Department of Microbiology and Immunology, Basic Medicine College, Jinan University, 510632 Guangzhou, Guangdong, China.
School of Chemistry & Pharmaceutical Sciences, Guangxi Normal University, 541001 Guilin, Guangxi, China.
Front Biosci (Landmark Ed). 2023 Mar 2;28(3):43. doi: 10.31083/j.fbl2803043.
Stability of intestinal flora is not only important for maintaining stable immune functions; it is also a key immune channel communicating the interaction between lung and intestine. In this study, probiotics and fecal microbiota transplantation (FMT) were used to regulate influenza-infected mice with antibiotic-induced intestinal dysbiosis and the effects of intestinal microorganisms on these mice were subsequently observed and evaluated.
Mice are housed in a normal environment with intranasal infection with influenza virus (FM1).

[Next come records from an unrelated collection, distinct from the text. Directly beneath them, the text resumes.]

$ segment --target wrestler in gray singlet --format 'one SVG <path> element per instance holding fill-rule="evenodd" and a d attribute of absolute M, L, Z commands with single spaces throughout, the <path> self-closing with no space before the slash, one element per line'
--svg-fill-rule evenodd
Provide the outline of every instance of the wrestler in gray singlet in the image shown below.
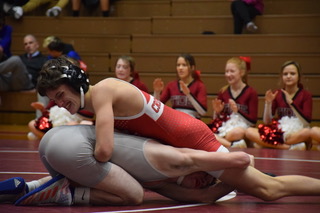
<path fill-rule="evenodd" d="M 60 173 L 87 187 L 100 183 L 108 175 L 112 163 L 142 183 L 169 178 L 156 170 L 145 157 L 144 146 L 151 139 L 115 132 L 112 163 L 96 161 L 93 156 L 95 139 L 95 127 L 91 125 L 55 127 L 40 142 L 41 161 L 51 176 Z M 209 174 L 218 178 L 222 172 Z"/>
<path fill-rule="evenodd" d="M 41 140 L 41 161 L 51 176 L 60 173 L 81 185 L 93 187 L 108 175 L 112 166 L 110 162 L 100 163 L 94 158 L 95 139 L 94 126 L 52 128 Z M 143 147 L 147 140 L 115 132 L 111 162 L 140 182 L 167 179 L 166 175 L 157 171 L 146 160 Z"/>

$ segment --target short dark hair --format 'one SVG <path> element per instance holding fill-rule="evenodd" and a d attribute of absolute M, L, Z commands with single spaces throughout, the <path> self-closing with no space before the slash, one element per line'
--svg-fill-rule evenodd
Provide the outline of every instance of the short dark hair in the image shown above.
<path fill-rule="evenodd" d="M 46 96 L 47 91 L 55 90 L 63 84 L 78 93 L 80 87 L 84 93 L 89 89 L 89 80 L 84 71 L 65 56 L 51 59 L 43 65 L 38 77 L 37 91 L 40 95 Z"/>

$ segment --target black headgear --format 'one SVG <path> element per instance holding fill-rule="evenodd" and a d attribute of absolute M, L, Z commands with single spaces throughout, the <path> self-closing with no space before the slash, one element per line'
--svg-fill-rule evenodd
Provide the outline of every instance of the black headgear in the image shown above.
<path fill-rule="evenodd" d="M 70 85 L 76 91 L 79 91 L 80 88 L 83 89 L 84 93 L 88 91 L 89 79 L 82 69 L 73 64 L 69 64 L 66 66 L 61 66 L 61 72 L 61 78 L 67 78 L 70 82 Z"/>

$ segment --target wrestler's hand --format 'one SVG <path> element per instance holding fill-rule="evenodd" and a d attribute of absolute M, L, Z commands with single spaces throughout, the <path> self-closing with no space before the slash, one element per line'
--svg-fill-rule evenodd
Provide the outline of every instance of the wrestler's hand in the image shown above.
<path fill-rule="evenodd" d="M 216 112 L 217 114 L 219 114 L 224 108 L 224 103 L 218 99 L 215 98 L 212 100 L 212 109 L 214 112 Z"/>
<path fill-rule="evenodd" d="M 189 95 L 190 89 L 188 88 L 188 86 L 182 80 L 179 81 L 179 84 L 180 84 L 180 89 L 182 90 L 183 94 Z"/>
<path fill-rule="evenodd" d="M 156 78 L 153 81 L 153 90 L 154 92 L 160 93 L 164 88 L 164 83 L 161 78 Z"/>
<path fill-rule="evenodd" d="M 237 113 L 238 112 L 238 106 L 237 103 L 233 99 L 229 99 L 229 106 L 232 112 Z"/>
<path fill-rule="evenodd" d="M 290 97 L 289 93 L 287 91 L 285 91 L 284 89 L 281 89 L 281 91 L 284 93 L 284 95 L 286 96 L 286 101 L 287 103 L 290 105 L 292 104 L 293 100 L 292 98 Z"/>
<path fill-rule="evenodd" d="M 278 94 L 278 91 L 272 92 L 271 89 L 267 90 L 264 96 L 266 103 L 268 104 L 272 103 L 272 101 L 276 98 L 277 94 Z"/>

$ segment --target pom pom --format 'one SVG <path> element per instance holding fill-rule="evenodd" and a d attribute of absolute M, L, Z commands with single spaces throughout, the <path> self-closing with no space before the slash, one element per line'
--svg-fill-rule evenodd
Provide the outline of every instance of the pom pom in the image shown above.
<path fill-rule="evenodd" d="M 220 113 L 211 123 L 208 125 L 213 133 L 219 133 L 219 127 L 222 126 L 223 122 L 226 122 L 229 119 L 229 115 L 227 113 Z"/>
<path fill-rule="evenodd" d="M 260 139 L 266 143 L 277 145 L 283 144 L 283 131 L 278 127 L 278 121 L 273 119 L 271 124 L 259 124 Z"/>
<path fill-rule="evenodd" d="M 65 108 L 53 106 L 50 108 L 50 120 L 53 127 L 66 125 L 68 123 L 79 123 L 82 119 L 77 115 L 72 115 Z"/>
<path fill-rule="evenodd" d="M 45 111 L 41 117 L 39 117 L 35 122 L 36 129 L 40 130 L 41 132 L 47 132 L 49 129 L 52 128 L 52 123 L 49 120 L 49 112 Z"/>
<path fill-rule="evenodd" d="M 218 129 L 218 135 L 225 137 L 228 132 L 236 127 L 247 129 L 250 125 L 238 113 L 232 113 L 227 121 L 224 121 Z"/>

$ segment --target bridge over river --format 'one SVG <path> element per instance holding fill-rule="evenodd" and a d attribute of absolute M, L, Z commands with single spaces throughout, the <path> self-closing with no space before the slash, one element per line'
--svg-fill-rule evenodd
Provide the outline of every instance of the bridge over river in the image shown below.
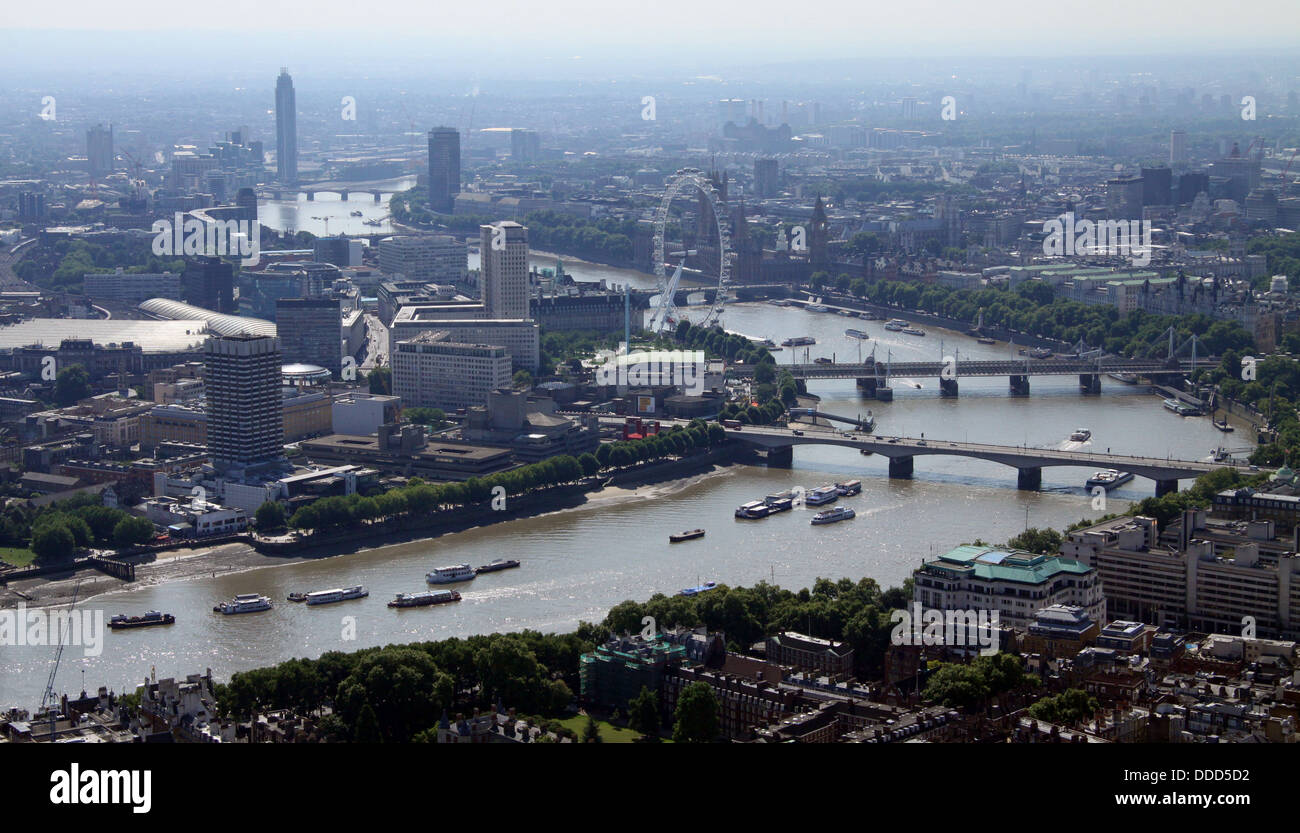
<path fill-rule="evenodd" d="M 868 396 L 892 399 L 890 379 L 916 379 L 938 377 L 939 391 L 944 396 L 957 395 L 957 380 L 963 376 L 1007 376 L 1011 392 L 1029 393 L 1030 376 L 1079 377 L 1079 387 L 1088 393 L 1101 391 L 1101 376 L 1105 373 L 1128 373 L 1134 376 L 1164 377 L 1175 381 L 1177 377 L 1197 368 L 1218 364 L 1214 356 L 1196 359 L 1125 359 L 1116 356 L 1102 358 L 1051 358 L 1051 359 L 994 359 L 983 361 L 928 361 L 928 362 L 844 362 L 783 364 L 778 370 L 788 370 L 796 379 L 856 379 L 858 387 Z M 733 365 L 732 376 L 747 379 L 754 375 L 753 365 Z"/>
<path fill-rule="evenodd" d="M 1025 446 L 958 443 L 919 437 L 877 437 L 816 430 L 795 434 L 789 428 L 760 426 L 727 429 L 727 436 L 766 450 L 769 465 L 778 466 L 790 463 L 796 445 L 839 445 L 869 451 L 889 460 L 890 477 L 911 477 L 916 458 L 927 455 L 943 454 L 991 460 L 1016 469 L 1018 472 L 1016 482 L 1021 489 L 1038 489 L 1042 485 L 1043 469 L 1048 466 L 1082 466 L 1093 470 L 1117 469 L 1132 472 L 1137 477 L 1155 481 L 1157 496 L 1177 491 L 1179 480 L 1193 479 L 1215 469 L 1235 468 L 1242 472 L 1257 471 L 1251 469 L 1249 464 L 1129 457 L 1122 454 L 1097 454 L 1091 451 L 1059 451 Z"/>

Real-time quantitative polymerase chain reaction (RT-qPCR) was used to determine messenger RNA expression and lung viral replication of toll-like receptor 7 (TLR7), myeloid differentiation primary reaction 88 (MyD88) and nuclear factor κB (ss) p65 in the TLR7 signaling pathway. Western blotting is used to measure the expression levels of TLR7, MyD88, and NF-κB p65 proteins. Flow cytometry was used to detect the proportion of Th17/T regulated cells.

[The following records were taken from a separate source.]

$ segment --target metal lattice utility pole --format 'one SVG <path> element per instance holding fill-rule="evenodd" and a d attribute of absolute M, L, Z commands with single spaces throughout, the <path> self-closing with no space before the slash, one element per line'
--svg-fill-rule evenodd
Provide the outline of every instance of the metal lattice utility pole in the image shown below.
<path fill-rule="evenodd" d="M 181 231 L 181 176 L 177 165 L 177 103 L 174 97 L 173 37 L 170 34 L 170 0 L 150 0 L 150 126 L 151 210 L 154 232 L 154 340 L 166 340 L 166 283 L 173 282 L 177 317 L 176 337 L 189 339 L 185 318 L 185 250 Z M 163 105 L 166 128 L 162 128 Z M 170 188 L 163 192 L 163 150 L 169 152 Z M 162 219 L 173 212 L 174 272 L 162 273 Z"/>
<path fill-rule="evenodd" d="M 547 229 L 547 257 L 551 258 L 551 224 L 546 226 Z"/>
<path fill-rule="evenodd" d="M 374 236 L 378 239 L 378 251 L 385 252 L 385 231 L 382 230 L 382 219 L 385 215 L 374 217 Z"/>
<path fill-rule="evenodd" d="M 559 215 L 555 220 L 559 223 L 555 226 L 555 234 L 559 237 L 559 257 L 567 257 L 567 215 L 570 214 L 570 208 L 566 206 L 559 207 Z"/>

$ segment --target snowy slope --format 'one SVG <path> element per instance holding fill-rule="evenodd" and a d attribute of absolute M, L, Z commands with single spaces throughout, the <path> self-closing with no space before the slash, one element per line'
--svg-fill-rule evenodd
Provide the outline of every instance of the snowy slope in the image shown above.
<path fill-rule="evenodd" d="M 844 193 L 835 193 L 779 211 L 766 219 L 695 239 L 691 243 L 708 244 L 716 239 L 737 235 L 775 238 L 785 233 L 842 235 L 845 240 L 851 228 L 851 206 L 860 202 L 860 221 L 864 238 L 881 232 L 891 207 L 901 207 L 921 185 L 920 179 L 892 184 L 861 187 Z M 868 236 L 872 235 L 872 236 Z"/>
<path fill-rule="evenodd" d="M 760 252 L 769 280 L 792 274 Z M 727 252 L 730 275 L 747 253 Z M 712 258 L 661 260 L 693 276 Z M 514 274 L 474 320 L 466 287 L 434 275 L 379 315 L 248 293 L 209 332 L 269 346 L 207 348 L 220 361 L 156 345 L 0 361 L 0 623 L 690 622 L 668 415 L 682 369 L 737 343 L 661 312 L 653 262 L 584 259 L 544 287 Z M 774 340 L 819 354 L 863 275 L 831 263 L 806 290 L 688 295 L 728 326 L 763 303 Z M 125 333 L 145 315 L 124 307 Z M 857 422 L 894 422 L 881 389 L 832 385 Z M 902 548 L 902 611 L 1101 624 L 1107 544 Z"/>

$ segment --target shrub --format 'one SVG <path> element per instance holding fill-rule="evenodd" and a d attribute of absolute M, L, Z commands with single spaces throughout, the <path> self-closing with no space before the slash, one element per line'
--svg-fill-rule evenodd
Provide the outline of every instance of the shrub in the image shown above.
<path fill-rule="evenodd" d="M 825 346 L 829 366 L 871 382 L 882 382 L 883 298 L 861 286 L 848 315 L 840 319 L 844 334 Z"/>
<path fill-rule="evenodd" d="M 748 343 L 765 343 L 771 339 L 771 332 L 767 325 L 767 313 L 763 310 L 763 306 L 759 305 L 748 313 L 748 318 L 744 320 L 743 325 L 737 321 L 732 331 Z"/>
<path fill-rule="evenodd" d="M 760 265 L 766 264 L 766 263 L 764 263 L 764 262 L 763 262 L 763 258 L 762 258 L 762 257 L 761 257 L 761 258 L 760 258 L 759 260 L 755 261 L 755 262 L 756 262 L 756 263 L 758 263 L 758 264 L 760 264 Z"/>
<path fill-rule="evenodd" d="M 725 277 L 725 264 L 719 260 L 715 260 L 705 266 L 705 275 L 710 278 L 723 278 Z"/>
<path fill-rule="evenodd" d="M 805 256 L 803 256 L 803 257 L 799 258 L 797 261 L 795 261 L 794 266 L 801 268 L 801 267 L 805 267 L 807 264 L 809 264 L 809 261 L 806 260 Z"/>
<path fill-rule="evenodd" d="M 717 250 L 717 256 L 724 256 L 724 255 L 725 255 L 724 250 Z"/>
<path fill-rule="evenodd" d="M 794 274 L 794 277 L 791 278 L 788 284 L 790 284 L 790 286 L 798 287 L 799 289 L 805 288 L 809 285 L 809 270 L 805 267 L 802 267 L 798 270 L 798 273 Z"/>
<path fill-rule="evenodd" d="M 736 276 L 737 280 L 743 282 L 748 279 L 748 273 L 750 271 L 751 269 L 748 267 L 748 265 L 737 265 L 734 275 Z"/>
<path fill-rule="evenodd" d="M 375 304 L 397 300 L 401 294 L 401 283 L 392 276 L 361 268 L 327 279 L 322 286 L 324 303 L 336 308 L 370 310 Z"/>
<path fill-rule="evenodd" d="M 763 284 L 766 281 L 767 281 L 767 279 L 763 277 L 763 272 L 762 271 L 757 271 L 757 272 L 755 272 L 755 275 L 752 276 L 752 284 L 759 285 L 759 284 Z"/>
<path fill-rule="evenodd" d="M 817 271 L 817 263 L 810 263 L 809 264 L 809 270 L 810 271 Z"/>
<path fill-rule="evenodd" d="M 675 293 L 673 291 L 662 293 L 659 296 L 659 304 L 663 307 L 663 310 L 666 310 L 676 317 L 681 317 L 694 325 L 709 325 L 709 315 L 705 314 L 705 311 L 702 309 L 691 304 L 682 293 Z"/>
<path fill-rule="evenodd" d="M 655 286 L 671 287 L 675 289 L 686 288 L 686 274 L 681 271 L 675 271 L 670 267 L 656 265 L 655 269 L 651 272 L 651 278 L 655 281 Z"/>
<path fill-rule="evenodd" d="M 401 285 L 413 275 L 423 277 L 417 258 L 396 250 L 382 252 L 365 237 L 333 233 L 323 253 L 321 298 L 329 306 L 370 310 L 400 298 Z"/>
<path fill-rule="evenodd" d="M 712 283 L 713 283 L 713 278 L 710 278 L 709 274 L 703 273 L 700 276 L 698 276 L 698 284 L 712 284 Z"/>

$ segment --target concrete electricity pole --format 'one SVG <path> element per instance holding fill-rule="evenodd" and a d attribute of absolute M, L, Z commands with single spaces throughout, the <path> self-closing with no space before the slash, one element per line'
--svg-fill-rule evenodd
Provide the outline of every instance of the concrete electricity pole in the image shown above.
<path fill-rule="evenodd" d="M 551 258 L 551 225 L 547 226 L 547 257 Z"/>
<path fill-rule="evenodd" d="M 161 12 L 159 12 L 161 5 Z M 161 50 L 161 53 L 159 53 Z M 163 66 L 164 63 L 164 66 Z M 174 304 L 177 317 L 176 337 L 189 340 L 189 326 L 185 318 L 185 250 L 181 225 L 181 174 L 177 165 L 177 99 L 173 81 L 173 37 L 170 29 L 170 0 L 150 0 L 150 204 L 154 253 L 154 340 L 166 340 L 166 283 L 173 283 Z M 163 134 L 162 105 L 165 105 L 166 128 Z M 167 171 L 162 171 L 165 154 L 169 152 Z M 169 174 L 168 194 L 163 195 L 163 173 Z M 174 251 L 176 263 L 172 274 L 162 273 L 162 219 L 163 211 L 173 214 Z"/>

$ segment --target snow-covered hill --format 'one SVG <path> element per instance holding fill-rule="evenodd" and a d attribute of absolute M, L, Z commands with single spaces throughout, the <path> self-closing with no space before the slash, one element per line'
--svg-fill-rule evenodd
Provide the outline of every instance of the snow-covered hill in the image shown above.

Results showed that compared with the simple virus group, both diversity and species of intestinal flora in influenza-infected mice with antibiotic-induced intestinal dysbiosis were lower, viral replication was significantly increased, lung and intestinal tissues were seriously damaged, degree of inflammation increased, expression of the TLR7 signaling pathway increased, and the Th1/Th2:Th17/Treg ratio decreased. Probiotics and FMT effectively regulated intestinal flora, improved pathological lung changes and inflammation caused by influenza infection, and adjusted the TLR7 signaling pathway and the Th1/Th2:Th17/Treg ratio. This effect was not obvious in TLR7-/- mice.In summary, by affecting the TLR7 signaling pathway, intestinal microorganisms reduced the inflammatory response in the lungs of influenza-infected mice with imbalances in antibiotic flora.

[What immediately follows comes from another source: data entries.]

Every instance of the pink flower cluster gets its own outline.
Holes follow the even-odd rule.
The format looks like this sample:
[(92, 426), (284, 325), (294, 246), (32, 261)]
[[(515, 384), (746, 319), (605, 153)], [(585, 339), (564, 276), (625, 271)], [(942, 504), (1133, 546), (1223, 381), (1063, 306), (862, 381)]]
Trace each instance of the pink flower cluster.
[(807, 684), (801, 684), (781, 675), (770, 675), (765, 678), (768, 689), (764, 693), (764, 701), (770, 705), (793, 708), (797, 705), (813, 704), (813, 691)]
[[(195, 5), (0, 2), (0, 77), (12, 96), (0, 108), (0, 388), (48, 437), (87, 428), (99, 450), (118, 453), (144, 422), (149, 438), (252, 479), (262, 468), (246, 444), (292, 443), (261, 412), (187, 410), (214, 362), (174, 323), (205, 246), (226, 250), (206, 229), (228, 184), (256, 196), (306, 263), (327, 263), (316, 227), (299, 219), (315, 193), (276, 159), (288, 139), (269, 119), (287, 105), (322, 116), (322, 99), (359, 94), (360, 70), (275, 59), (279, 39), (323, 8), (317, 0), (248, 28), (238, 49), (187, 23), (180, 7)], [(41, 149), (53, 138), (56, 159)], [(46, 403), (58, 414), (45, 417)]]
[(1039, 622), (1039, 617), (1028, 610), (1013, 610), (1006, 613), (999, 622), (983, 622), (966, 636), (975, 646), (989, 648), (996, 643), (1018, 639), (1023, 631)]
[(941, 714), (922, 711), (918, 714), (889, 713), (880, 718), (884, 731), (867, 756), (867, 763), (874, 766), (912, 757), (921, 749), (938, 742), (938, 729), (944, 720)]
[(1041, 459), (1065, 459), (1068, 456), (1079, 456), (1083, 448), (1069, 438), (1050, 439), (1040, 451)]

By affecting the TLR7 signaling pathway, intestinal microorganisms reduced the inflammatory response in the lungs of influenza-infected mice with imbalances in antibiotic flora. In summary, damage to lung tissue and intestinal mucosa in influenza-infected mice with antibiotic-induced intestinal dysbiosis is more serious compared to simple virus-infected mice. Improving intestinal flora using probiotics or FMT can alleviate intestinal inflammation and improve pulmonary inflammation through the TLR7 signaling pathway.
肠道菌群的稳定性不仅对于维持稳定的免疫功能非常重要,也是肺肠相互作用的关键免疫途径。本研究通过使用益生菌和粪便微生物移植(FMT)调节抗生素诱导的肠道菌群失调流感感染小鼠,并观察和评估肠道微生物对这些小鼠的影响。
将小鼠饲养在正常环境中,通过鼻腔内感染流感病毒(FM1)。采用实时定量聚合酶链反应(RT-qPCR)测定 Toll 样受体 7(TLR7)信号通路中 TLR7、髓样分化初级反应 88(MyD88)和核因子 κB(ss)p65 的信使 RNA 表达和肺病毒复制。Western blot 用于测量 TLR7、MyD88 和 NF-κB p65 蛋白的表达水平。流式细胞术用于检测 Th17/Treg 调节细胞的比例。
结果表明,与单纯病毒组相比,抗生素诱导的肠道菌群失调流感感染小鼠的肠道菌群多样性和种类均降低,病毒复制明显增加,肺和肠道组织严重受损,炎症程度增加,TLR7 信号通路表达增加,Th1/Th2:Th17/Treg 比值降低。益生菌和 FMT 可有效调节肠道菌群,改善流感感染引起的肺部病理变化和炎症,并调节 TLR7 信号通路和 Th1/Th2:Th17/Treg 比值。在 TLR7-/-小鼠中,这种作用并不明显。总之,肠道微生物通过影响 TLR7 信号通路,降低了抗生素菌群失衡流感感染小鼠肺部的炎症反应。
通过影响 TLR7 信号通路,肠道微生物降低了抗生素菌群失衡流感感染小鼠肺部的炎症反应。总之,与单纯病毒感染小鼠相比,抗生素诱导的肠道菌群失调流感感染小鼠的肺组织和肠道黏膜损伤更为严重。通过使用益生菌或 FMT 改善肠道菌群,可以通过 TLR7 信号通路减轻肠道炎症并改善肺部炎症。